WARSAW (Oct. 31)
Three Polish Jewish deportees, including a two-year-old child, died during the journey from points in Germany to the frontier, it was revealed here today as the polish authorities joined with the red cross and Jewish organizations in alleviating the suffering of the several thousand of refugees dumped into Poland’s frontier cities. The child, named Ehrlich, had been taken from a sick bed in Frankfort suffering from an ear inflammation.
Government officials, railway authorities, the Red Cross and Jewish organizations cooperated in helping the refugees. The red cross was particularly active in administering first aid and distributing clothing and food, while scores of Jewish doctors were mobilized to assist the various relief units.
At all frontier stations where deportees had been admitted, the authorities dealt liberally with the passport problem and turned waiting rooms and railway coaches into sleeping quarters.
The authorities, however, have refused to permit 4,000 refugees quartered in the frontier town of Zbonszyn to leave for points in the interior, it was learned today. Lack of accommodations there is resulting in grave hardships for the polish-Jewish deportees from Germany. Earlier, the railway authorities had decided to distribute to social welfare organizations free tickets for the Zbonszyn refugees and had instructed all subordinate authorities to grant them every possible assistance.
Warsaw communal buildings were prepared today to accommodate 12,000 refugees. The American Jewish Joint Distribution Committee has launched energetic action throughout the country, particularly in the frontier districts, in behalf of the deportees. Redistribution of the refugees was meanwhile proceeding satisfactorily from Kattowice and Gdynia.
The Polish authorities at Kattowice, where a great number of the deportees are concentrated, provided free railway passage for those desiring to go to the interior. Polish miners and the red Cross fed and sheltered Jewish children in the town of Radzonkowa. Miners and the Red Cross fed and sheltered Jewish children in the town of Radzonkowa.
Contributions to the relief work were pouring in today from all over Poland, many of them from non-Jews. Meanwhile, special trains began distributing the deportees to various parts of the country. The first group, numbering 700, arrived in Warsaw last night and were provisionally housed in social welfare institutions.

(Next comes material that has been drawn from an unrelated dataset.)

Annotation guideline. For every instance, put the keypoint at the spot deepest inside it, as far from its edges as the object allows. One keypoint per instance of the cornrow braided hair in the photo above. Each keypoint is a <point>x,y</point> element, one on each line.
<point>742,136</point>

Further details were received here depicting the suffering of the refugees. Victims of the German expulsion drive, now halted pending outcome of the Warsaw-Berlin negotiations on the status of polish Jews in Germany, included aged women, children and disabled persons, who were ruthlessly maltreated on the trip to Poland.
Among the exiles arriving at Kattowice, it was learned, were 80 children who had been dragged from a Jewish orphanage in Frankfort, many of the deportees were dragged from trains en route and abandoned in open fields. It is estimated that 700 were left in fields near Dworskymlyn. Of 1,500 who arrived at choice, a majority were from berlin and Koeninger.